In (Rick Miranda, page 129) Divisor on a Riemann Surface is defined as :
A divisor on Riemann surface $X$ is a function $D: X \rightarrow \mathbb{Z}$ whose support is a discrete subset of $X$.
Author states that The divisors on $X$ form a group under pointwise addition.
I'm having difficulty in verifying that divisors form a group under pointwise addition. I tried to check the above fact by taking $X = \mathbb{C}$ as Riemann Surface. Let $f, g$ be two divisors on $X$ with supports $\{\frac{1}{n}\}_{i=1}^\infty$ and $\{0\}$ respectively. f and g are defined as follows
$$f(x) = \begin{cases} n \text{ ,if } x = 1/n\\ 0 \text{ ,otherwise}\\
\end{cases}
$$
$$g(x) = \begin{cases} 1 \text{ , if } x = 0 \\ 0 \text{ ,otherwise}\end{cases}$$
Consider $f+g:X \rightarrow \mathbb{C}$, clearly $(f+g)(x) \ne 0 $ when $x \in \{\frac{1}{n}\}_{i=1}^\infty$ or $x = 0$, Hence support of $f+g$ has a limit. So, by definition $f+g$ is not a divisor.

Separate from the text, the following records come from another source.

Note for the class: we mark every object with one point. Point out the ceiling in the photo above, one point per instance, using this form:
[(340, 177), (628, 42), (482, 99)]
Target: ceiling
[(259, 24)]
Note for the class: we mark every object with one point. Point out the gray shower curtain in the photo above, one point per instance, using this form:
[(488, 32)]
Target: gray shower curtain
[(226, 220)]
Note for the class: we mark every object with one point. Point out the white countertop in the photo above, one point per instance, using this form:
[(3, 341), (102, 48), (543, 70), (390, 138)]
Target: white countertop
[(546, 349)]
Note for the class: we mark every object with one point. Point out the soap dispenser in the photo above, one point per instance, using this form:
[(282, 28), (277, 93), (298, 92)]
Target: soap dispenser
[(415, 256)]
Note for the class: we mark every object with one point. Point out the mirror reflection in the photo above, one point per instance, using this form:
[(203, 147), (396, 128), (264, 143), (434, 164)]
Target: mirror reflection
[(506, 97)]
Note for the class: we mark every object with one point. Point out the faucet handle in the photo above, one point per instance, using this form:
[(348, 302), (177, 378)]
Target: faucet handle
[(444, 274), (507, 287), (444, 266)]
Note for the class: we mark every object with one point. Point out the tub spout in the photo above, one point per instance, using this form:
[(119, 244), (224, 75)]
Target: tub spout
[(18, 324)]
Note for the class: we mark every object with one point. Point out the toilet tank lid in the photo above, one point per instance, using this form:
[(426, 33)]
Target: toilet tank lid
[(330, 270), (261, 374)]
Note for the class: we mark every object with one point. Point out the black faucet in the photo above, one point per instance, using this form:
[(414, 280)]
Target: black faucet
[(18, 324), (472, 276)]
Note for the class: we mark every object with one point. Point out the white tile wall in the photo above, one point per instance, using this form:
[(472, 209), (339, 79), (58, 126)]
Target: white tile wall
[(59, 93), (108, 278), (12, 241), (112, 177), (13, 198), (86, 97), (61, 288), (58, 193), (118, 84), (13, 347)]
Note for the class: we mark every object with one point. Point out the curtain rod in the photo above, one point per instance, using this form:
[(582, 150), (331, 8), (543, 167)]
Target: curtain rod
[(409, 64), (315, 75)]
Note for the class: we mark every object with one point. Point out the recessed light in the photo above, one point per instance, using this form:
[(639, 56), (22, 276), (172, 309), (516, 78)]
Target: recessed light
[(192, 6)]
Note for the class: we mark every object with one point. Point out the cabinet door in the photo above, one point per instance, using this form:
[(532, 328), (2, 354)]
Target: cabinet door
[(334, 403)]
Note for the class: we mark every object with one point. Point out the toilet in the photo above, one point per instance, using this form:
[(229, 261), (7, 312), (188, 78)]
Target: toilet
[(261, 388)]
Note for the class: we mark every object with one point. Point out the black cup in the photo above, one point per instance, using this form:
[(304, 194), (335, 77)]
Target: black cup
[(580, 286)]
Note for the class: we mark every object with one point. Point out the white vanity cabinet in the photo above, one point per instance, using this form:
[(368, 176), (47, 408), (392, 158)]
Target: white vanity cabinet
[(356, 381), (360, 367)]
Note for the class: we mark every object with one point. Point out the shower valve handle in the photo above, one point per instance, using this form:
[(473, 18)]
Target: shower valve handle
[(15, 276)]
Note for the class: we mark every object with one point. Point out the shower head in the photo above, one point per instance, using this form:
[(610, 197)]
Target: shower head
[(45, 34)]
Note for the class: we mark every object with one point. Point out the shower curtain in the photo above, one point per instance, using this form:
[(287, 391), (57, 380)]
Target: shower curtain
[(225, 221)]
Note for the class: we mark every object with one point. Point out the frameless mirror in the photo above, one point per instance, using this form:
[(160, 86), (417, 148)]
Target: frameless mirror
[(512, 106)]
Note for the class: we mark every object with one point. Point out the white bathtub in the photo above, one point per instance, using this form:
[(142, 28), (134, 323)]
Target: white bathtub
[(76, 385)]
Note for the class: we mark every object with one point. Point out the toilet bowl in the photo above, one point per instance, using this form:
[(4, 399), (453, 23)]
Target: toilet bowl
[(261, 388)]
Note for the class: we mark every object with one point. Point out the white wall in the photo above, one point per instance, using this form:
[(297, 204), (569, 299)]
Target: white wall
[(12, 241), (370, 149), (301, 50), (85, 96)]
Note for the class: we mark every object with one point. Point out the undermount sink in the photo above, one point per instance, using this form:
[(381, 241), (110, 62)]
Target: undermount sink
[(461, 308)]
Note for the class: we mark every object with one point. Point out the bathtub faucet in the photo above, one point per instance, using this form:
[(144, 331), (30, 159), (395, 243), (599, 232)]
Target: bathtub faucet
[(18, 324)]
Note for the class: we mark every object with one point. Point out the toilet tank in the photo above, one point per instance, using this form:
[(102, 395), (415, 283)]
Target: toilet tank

Is there something that I don't understand?
Best Answer
The definition of divisor in the book is wrong; I believe this is in the errata. For a map $D:X\rightarrow\mathbb{Z}$, the support should be $\overline{\{p\in X:D(p)\neq0\}}$ (the closure of what Miranda calls the support) and a divisor is such a map with discrete support. So, with this definition, your $f$ isn't a divisor and there is no issue.